Pengetahuan itu adalah sesuatu yang dimiliki atau diketahui, sedangkan kebijaksanaan itu sesuatu yang diperbuat. Pengetahuan itu mengetahui bahawa buah durian itu buah, namun kebijakasanaan itu ialah tidak menggunakan durian untuk menimpuk orang lain.

Dari Spiritual being menjadi hal yang sangat penting dalam membangun peradaban yang lebih baik dan bangsa yang kokoh. Spiritual stated idealnya akan membimbing  kita ke dalam hidup dalam  “kebijaksanaan yang benar”. Materi yang dibawakan oleh Prof Komaruddin Hidayat telah membawa saya kembali mengukur segala sesuatu dalam aspek kacamata kebijaksanaan.

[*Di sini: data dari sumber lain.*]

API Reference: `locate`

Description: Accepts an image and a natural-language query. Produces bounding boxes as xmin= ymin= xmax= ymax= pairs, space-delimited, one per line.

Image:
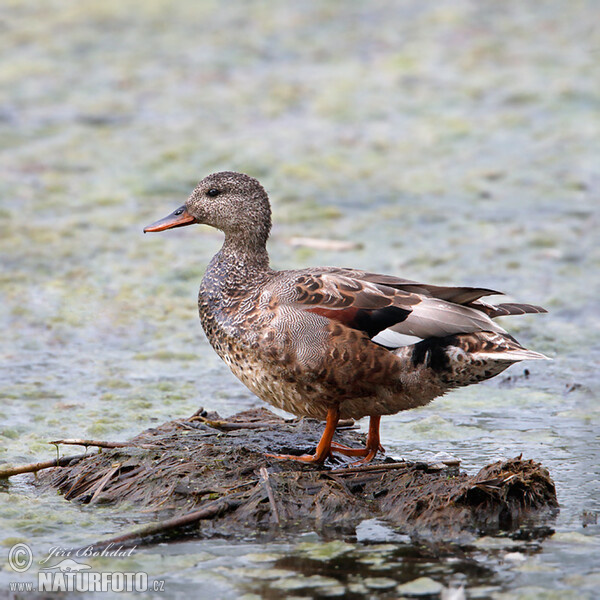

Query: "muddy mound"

xmin=27 ymin=408 xmax=558 ymax=546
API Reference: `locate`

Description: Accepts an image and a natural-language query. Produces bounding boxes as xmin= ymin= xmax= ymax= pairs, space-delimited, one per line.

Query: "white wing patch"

xmin=371 ymin=330 xmax=423 ymax=348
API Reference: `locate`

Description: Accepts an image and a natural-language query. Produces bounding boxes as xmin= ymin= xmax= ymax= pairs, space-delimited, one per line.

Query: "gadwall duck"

xmin=144 ymin=171 xmax=548 ymax=464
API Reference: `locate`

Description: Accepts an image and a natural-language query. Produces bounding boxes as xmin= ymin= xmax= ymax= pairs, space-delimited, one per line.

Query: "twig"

xmin=328 ymin=461 xmax=411 ymax=475
xmin=259 ymin=467 xmax=281 ymax=526
xmin=287 ymin=237 xmax=363 ymax=251
xmin=49 ymin=439 xmax=136 ymax=449
xmin=0 ymin=454 xmax=88 ymax=479
xmin=90 ymin=464 xmax=122 ymax=504
xmin=87 ymin=496 xmax=243 ymax=550
xmin=189 ymin=417 xmax=358 ymax=434
xmin=191 ymin=418 xmax=275 ymax=431
xmin=188 ymin=407 xmax=206 ymax=419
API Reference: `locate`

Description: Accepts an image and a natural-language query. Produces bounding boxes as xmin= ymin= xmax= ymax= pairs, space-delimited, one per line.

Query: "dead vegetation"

xmin=4 ymin=408 xmax=558 ymax=547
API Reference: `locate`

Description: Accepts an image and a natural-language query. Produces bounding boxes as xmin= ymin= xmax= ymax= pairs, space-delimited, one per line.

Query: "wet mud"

xmin=34 ymin=408 xmax=558 ymax=545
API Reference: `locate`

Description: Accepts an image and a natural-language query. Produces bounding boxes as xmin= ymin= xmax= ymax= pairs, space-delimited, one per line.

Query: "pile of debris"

xmin=3 ymin=408 xmax=558 ymax=546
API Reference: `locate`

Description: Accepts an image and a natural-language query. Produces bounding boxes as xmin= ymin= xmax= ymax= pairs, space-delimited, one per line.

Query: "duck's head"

xmin=144 ymin=171 xmax=272 ymax=246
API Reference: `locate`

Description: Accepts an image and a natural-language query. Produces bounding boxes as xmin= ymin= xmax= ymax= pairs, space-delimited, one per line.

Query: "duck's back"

xmin=197 ymin=263 xmax=546 ymax=421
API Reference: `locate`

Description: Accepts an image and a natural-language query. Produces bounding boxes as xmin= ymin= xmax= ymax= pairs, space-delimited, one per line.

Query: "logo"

xmin=8 ymin=544 xmax=33 ymax=573
xmin=7 ymin=543 xmax=165 ymax=593
xmin=40 ymin=558 xmax=92 ymax=572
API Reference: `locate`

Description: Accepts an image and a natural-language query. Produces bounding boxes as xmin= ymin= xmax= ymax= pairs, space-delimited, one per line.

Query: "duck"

xmin=144 ymin=171 xmax=548 ymax=464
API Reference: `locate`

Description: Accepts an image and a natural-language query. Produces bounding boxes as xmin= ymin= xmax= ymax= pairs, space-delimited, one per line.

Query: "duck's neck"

xmin=203 ymin=231 xmax=271 ymax=297
xmin=222 ymin=232 xmax=270 ymax=272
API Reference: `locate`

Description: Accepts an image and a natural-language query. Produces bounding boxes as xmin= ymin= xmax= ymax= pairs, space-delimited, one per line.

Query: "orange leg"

xmin=265 ymin=405 xmax=340 ymax=464
xmin=330 ymin=415 xmax=384 ymax=464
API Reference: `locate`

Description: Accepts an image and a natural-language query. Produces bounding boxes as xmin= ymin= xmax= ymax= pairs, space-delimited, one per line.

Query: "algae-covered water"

xmin=1 ymin=1 xmax=599 ymax=598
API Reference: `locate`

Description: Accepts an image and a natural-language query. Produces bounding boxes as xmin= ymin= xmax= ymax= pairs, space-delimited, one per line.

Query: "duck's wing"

xmin=351 ymin=271 xmax=548 ymax=316
xmin=306 ymin=267 xmax=547 ymax=316
xmin=311 ymin=267 xmax=507 ymax=305
xmin=265 ymin=269 xmax=523 ymax=348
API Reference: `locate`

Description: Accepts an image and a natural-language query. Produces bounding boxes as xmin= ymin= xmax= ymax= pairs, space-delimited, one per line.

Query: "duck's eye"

xmin=207 ymin=188 xmax=221 ymax=197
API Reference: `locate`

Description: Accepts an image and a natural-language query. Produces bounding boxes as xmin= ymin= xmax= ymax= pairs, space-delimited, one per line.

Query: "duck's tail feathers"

xmin=470 ymin=301 xmax=548 ymax=318
xmin=398 ymin=331 xmax=550 ymax=392
xmin=475 ymin=347 xmax=551 ymax=362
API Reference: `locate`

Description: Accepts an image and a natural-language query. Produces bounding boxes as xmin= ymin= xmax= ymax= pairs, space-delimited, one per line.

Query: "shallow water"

xmin=1 ymin=1 xmax=599 ymax=598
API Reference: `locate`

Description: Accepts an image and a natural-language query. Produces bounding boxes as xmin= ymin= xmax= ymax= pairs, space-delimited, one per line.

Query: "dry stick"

xmin=87 ymin=497 xmax=243 ymax=551
xmin=327 ymin=461 xmax=412 ymax=476
xmin=89 ymin=464 xmax=122 ymax=504
xmin=64 ymin=467 xmax=99 ymax=500
xmin=190 ymin=417 xmax=357 ymax=432
xmin=192 ymin=419 xmax=278 ymax=431
xmin=0 ymin=454 xmax=88 ymax=479
xmin=259 ymin=467 xmax=281 ymax=526
xmin=49 ymin=439 xmax=145 ymax=449
xmin=287 ymin=237 xmax=363 ymax=252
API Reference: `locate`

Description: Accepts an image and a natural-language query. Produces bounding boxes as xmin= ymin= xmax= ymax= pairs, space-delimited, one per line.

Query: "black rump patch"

xmin=411 ymin=335 xmax=458 ymax=371
xmin=354 ymin=305 xmax=411 ymax=338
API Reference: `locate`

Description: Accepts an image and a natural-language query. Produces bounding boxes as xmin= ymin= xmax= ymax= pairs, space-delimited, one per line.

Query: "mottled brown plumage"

xmin=144 ymin=171 xmax=548 ymax=464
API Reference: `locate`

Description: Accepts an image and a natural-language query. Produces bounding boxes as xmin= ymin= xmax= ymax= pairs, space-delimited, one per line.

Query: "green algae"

xmin=295 ymin=540 xmax=355 ymax=561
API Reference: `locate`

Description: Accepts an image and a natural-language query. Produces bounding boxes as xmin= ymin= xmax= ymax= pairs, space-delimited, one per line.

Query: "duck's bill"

xmin=143 ymin=206 xmax=197 ymax=232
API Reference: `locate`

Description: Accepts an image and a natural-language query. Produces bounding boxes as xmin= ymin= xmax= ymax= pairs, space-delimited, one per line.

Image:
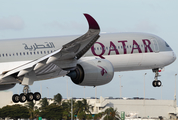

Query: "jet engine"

xmin=0 ymin=84 xmax=16 ymax=90
xmin=67 ymin=58 xmax=114 ymax=86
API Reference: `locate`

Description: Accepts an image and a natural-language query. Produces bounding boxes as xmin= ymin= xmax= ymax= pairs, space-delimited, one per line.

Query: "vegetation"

xmin=0 ymin=93 xmax=120 ymax=120
xmin=0 ymin=104 xmax=29 ymax=120
xmin=25 ymin=101 xmax=39 ymax=119
xmin=53 ymin=93 xmax=62 ymax=105
xmin=38 ymin=97 xmax=49 ymax=110
xmin=94 ymin=107 xmax=120 ymax=120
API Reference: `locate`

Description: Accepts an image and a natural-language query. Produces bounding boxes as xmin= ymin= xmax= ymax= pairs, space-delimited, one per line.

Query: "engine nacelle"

xmin=67 ymin=58 xmax=114 ymax=86
xmin=0 ymin=84 xmax=16 ymax=90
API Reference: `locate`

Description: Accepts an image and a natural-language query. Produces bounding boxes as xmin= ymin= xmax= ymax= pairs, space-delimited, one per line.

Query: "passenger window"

xmin=6 ymin=54 xmax=8 ymax=56
xmin=23 ymin=52 xmax=25 ymax=55
xmin=16 ymin=53 xmax=18 ymax=56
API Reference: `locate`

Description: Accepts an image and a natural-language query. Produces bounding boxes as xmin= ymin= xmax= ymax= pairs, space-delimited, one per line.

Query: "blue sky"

xmin=0 ymin=0 xmax=178 ymax=101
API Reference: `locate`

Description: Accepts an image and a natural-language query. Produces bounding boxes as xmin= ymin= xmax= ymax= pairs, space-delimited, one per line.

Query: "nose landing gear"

xmin=12 ymin=85 xmax=41 ymax=103
xmin=152 ymin=68 xmax=162 ymax=87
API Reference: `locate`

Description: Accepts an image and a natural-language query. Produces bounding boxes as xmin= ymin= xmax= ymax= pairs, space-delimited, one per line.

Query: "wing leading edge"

Ia pun sempat memberikan contoh aspek kebijaksanaan antara lain, dalam mengukur materi dan jabatan. Materi mungkin bisa menjadi hal yang penting, namun jauh lebih penting ialah bagaimana materi tersebut digunakan. Jabatan bisa menjadi penting, namun jauh lebih penting  ialah untuk apa jabatan tersebut digunakan.

Terlepas dari agama yang dianut. Bila semua orang bertindak dan berperilaku dengan kacamata kebijaksanaan tentunya peradaban yang dibangun akan menjadi peradaban yang kokoh dan kuat. Karena pada dasarnya semua agama mengajarkan hal kebaikan dan kebajikan. Semoga generasi ke depan dapat menjadi generasi pembangun, tidak sekedar generasi penikmat, bahkan generasi perusak.